Gusti Kacil atau Gusti Muhammad Tarip (Syarif) bergelar Pangeran Perbatasari adalah mangkubumi Kesultanan Banjar (Pagustian) dan sekaligus seorang pejuang perang Banjar. Kampanye Pangeran Perbatasari berlangsung antara tahun 1882-1885.[1]
Perang Banjar (1859-1905), yang melibatkan Pangeran Antasari, meletus saat Kesultanan Kutai di bawah pemerintahan Sultan Aji Muhammad Sulaiman. Dalam rangka menggalang dukungan raja-raja di pesisir timur Pulau Kalimantan, pihak Banjar mengerahkan Pangeran Perbatasari. Pangeran Perbatasari adalah menantu dari Sultan Muhammad Seman bin Pangeran Antasari. Kerajaan Pasir dan Kerajaan Kutai pun berusaha dia datangi. Namun, Perbatasari rupanya gagal mendapat dukungan Kerajaan Pasir. “Pertemuan antara Perbatasari dan Sultan Pasir tidak sempat terjadi karena Sultan segera kembali ke ibu kotanya. Besar kemungkinan alasannya karena Sultan Pasir ketika itu tidak ingin terlibat dalam perlawanan terhadap pemerintah Belanda,” tulis Helius Sjamsuddin dalam Pegustian dan Temenggung: Akar Sosial, Politik, Etnis, dan Dinasti perlawanan di Kalimantan Selatan dan Kalimantan Tengah, 1859-1906 (2001:328).
Setelah gagal mendapat dukungan dari Sultan Pasir, Perbatasari dan pengikutnya menuju Kutai untuk meminta dukungan Sultan Kutai.

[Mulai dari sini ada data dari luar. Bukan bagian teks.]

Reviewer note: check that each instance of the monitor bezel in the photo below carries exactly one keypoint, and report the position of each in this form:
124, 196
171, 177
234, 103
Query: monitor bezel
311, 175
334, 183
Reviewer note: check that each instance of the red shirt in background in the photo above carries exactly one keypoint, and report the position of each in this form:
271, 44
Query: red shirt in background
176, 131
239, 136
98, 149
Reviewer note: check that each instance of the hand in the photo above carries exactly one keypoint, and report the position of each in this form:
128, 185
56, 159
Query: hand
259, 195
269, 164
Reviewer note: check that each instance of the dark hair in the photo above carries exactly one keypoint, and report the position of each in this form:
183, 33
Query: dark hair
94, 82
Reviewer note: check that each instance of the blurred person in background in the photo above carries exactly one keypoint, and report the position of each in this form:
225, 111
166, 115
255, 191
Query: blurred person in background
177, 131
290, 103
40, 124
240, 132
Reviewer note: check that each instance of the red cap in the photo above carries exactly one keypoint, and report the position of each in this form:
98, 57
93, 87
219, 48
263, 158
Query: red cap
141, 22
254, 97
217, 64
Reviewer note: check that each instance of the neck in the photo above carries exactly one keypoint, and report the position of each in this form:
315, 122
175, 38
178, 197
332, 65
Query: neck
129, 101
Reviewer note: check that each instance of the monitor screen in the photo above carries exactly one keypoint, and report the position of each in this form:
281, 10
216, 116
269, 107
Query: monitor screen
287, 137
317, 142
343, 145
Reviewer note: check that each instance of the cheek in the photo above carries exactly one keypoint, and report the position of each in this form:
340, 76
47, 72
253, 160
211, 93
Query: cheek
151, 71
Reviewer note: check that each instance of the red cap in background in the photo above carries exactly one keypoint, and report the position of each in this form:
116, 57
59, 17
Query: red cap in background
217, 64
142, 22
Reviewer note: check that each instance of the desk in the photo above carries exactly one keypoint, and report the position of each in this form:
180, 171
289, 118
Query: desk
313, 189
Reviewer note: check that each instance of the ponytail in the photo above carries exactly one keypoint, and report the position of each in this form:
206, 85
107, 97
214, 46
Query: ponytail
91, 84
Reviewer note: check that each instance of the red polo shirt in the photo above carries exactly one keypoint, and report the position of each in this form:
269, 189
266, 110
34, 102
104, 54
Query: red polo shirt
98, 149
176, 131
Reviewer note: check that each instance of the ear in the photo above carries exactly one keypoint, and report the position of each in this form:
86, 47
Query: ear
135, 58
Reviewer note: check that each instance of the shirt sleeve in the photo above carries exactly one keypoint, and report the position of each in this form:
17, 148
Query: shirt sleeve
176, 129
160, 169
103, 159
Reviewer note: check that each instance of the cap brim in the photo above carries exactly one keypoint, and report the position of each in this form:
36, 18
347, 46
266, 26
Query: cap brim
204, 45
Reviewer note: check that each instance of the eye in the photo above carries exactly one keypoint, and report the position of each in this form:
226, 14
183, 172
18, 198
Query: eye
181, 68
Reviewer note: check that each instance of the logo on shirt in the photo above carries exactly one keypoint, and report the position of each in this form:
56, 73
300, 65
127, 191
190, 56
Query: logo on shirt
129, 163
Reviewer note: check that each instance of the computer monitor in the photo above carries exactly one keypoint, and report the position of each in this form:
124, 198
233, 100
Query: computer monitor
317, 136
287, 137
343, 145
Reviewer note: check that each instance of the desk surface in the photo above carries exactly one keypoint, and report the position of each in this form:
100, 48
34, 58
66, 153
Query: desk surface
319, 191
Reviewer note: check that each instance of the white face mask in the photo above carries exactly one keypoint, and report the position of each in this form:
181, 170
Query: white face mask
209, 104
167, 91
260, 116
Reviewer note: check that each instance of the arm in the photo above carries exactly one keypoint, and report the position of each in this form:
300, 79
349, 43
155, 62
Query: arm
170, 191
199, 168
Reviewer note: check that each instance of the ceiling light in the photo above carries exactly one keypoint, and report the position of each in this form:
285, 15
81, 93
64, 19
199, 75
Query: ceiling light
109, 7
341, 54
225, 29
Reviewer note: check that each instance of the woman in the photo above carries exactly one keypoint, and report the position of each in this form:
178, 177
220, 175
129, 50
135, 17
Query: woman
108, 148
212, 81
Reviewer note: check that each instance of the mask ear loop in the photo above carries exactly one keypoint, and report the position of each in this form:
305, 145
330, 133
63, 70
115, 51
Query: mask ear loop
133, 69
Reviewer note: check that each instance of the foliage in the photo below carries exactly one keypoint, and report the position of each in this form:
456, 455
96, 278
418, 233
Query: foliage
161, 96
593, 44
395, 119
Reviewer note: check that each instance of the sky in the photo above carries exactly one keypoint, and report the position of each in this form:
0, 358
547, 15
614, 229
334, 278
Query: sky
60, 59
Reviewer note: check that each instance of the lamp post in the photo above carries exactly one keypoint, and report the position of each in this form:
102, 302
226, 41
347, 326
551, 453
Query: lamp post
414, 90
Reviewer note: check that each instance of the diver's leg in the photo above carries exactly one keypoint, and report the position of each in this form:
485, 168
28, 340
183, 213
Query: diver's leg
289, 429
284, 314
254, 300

Namun Sultan Kutai, Sultan Aji Muhammad Sulaiman malah menyerahkannya kepada pihak Belanda. "Bagaimanapun Perbatasari dan orang-orangnya dengan mudah tetapi 'secara khianat' ditangkap atas perintah Sultan Kutai dan kemudian mereka diserahkan kepada Asisten Residen Tromp,” tulis Helius Sjamsuddin.
Penangkapan Pangeran Perbatasari April 1885
Perbatasari, menurut catatan Kembuan, "bersama 84 pengikutnya menuju Kutai untuk membujuk Sultan Kutai memberikan bantuan dalam perlawanan Muhamad Seman terhadap Belanda. Namun, ternyata bukan bantuan yang diperoleh, justru Sultan Kutai melaporkan kejadian itu kepada S.W. Tromp, asisten residen untuk Kutai dan pantai Timur Kalimantan, pada 30 Maret 1885."
Atas petunjuk Residen Broers, Tromp diperintahkan menemui Sultan Kutai (Aji Muhammad Sulaiman) pada 22 April 1885 untuk meminta Perbatasari diserahkan kepada pemerintah Belanda. Pangeran Perbatasari pun ditangkap.
Ia ditangkap bulan April 1885, kemudian dikirim ke Banjarmasin, lalu dibawa ke Manado dan ditahan di kampung Tikala Ares kemudian dia menjadi orang buangan di Kampung Jawa Tondano bersama 18 orang pengikutnya. Roger Allan Christian Kembuan dalam tesisnya Bahagia di Pengasingan: Kehidupan Sosial Budaya Masyarakat Buangan di Kampung Jawa Tondano 1830-1908 (2016:92) menyebut: “Surat keputusan mengenai pengasingan Perbatasari ke Tondano ditandatangani oleh Gubernur Jendral Hindia Belanda, Otto van Rees melalui Besluit Gubernur Jenderal 11 Oktober 1855 No. 1/C147.“
Di Kampung Jawa Tondano, dia kemudian kawin dengan keturunan pengikut Kyai Mojo bernama Rasni Mas Hanafie dan hidup dengan tunjangan 50 gulden. Satu orang saudara laki-lakinya (Gusti Amir) kemudian menyusul ke Kampung Jawa Tondano dan menikah dengan wanita JATON (fam.Sataruno).